Lawmakers Vow To Override Governor’s Wage Equity Veto — For A Second Time
Illinois Gov. Bruce Rauner vetoed a plan last week that would bar employers from asking about salary history. Now, some lawmakers say these actions could impact the governor’s race in which Rauner is vying for a second term.
This is the second time the governor has used his veto pen to reject the idea, which advocates say could help bridge the gender wage gap. Last year Rauner said a similar version wasn’t business friendly and he maintains that the new proposal hasn’t done much to address his concerns.
But sponsors say they’ve worked with businesses and other opposing groups to reach a compromise and work on language that would prohibit employers from asking an applicant to specify what they earned at previous jobs.
State Sen. Cristina Castro, an Elgin Democrat, says wage equity is one major issue for women and says she believes it will affect how they vote come November 6.
“They are tired about being marginalized, they want to be heard,” she said at a Monday morning news conference where she was joined by the House sponsor, state Rep. Anna Moeller (D-Elgin), and other lawmakers. “And they will be heard, they will be heard at the ballot box.”
Castro says there is bipartisan support in the General Assembly to override the governor’s veto.
State Rep. Steve Andersson, a Geneva Republican, voted in favor of the measure earlier this year. He says Rauner has once again let another chance slip by to help women get ahead. He says he plans to support an override vote in November.
“Notwithstanding his veto, this bipartisan bill will become law through the efforts of Democrats and Republicans alike. He may have delayed, but he will not deny the will of the people on this,” he said.
In his amendatory veto message, the governor offered his own suggestions, including allowing a job applicant to voluntarily disclose salary.
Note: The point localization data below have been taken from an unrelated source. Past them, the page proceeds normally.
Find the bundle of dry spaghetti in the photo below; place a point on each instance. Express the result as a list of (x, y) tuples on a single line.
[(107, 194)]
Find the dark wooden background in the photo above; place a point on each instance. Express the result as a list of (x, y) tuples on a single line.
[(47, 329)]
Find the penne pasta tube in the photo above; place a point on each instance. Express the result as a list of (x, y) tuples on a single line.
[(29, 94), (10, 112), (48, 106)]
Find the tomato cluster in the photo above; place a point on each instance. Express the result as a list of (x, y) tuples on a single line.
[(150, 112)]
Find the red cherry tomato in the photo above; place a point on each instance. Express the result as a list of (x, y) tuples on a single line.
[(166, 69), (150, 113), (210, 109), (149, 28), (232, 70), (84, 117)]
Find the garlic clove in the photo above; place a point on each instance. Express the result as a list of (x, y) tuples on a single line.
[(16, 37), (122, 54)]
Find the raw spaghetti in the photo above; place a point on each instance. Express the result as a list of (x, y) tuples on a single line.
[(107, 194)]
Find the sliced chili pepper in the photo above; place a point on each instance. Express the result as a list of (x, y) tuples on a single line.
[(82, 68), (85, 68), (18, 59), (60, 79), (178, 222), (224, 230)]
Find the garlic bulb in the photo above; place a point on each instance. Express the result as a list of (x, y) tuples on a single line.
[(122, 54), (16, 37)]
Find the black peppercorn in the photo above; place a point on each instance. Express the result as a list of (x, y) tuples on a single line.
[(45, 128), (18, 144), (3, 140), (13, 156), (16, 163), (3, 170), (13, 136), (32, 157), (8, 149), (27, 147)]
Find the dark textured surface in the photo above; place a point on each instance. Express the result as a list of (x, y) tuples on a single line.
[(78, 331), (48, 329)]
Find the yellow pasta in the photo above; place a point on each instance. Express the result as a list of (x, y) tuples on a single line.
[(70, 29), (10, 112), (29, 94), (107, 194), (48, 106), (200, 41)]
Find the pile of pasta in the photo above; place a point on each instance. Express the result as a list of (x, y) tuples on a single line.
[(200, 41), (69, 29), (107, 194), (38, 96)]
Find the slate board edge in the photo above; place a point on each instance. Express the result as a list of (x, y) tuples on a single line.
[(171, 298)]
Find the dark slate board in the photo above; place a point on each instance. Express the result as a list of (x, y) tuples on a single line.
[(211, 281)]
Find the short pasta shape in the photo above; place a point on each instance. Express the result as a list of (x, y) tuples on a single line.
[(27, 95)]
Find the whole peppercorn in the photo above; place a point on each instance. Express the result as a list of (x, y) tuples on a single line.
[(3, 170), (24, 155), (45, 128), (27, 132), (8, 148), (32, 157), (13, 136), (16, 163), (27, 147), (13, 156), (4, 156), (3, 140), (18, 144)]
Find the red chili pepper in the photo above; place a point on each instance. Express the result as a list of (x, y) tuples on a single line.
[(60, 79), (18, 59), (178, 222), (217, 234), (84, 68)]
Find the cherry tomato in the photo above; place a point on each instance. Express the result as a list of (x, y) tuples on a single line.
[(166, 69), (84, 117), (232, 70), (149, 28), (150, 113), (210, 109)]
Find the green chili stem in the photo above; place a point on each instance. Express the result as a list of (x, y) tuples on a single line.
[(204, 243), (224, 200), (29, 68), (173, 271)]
But advocates say the governor’s language is too vague and does not include ways to hold an employer accountable. The current proposal, as it stands without the governor’s amendments, already outlines some exceptions. It would allow an employer to verify and inquire about salary history if the job is within the same company or if salary information is already public record.
Elizabeth Tomev, a spokeswoman for Rauner, said in a statement the governor is committed to eliminating the gender wage gap and supports wage equity—but is looking for another way to not hurt small businesses and their bottom line.
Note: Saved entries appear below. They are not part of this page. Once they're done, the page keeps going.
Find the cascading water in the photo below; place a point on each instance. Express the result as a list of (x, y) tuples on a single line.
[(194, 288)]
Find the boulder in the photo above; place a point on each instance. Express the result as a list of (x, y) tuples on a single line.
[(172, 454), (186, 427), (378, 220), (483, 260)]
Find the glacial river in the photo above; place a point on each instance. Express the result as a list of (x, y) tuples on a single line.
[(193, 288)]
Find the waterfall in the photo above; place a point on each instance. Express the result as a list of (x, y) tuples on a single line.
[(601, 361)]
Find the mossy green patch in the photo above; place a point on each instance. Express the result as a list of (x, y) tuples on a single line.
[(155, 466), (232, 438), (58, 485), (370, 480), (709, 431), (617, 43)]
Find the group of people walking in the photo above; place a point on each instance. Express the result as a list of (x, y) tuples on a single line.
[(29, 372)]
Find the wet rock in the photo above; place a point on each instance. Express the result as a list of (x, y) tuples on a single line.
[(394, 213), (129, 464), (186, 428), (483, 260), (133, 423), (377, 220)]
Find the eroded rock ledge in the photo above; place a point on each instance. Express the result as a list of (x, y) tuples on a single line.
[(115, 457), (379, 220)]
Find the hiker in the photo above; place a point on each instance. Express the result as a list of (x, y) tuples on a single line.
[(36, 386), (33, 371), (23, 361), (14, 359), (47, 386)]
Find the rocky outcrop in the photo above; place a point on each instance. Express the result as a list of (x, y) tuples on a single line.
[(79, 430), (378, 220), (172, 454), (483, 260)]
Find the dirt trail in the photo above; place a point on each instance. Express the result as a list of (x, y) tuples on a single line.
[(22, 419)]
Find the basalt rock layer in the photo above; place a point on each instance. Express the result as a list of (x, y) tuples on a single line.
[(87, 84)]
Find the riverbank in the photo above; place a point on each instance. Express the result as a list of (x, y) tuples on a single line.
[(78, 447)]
“Another way to tackle the gender pay gap is to create more female employers,” Tomev said. “The administration has supported many initiatives to give more economic opportunities to minority and female-owned businesses through tax credits, training and organization.”
To successfully override the governor’s veto, legislators need 36 votes in the Senate and 71 votes in the House. Sponsors would need five additional lawmakers in the Senate to change their votes. Eighty-seven House members voted in support. Last November, a similar override effort failed in the Senate.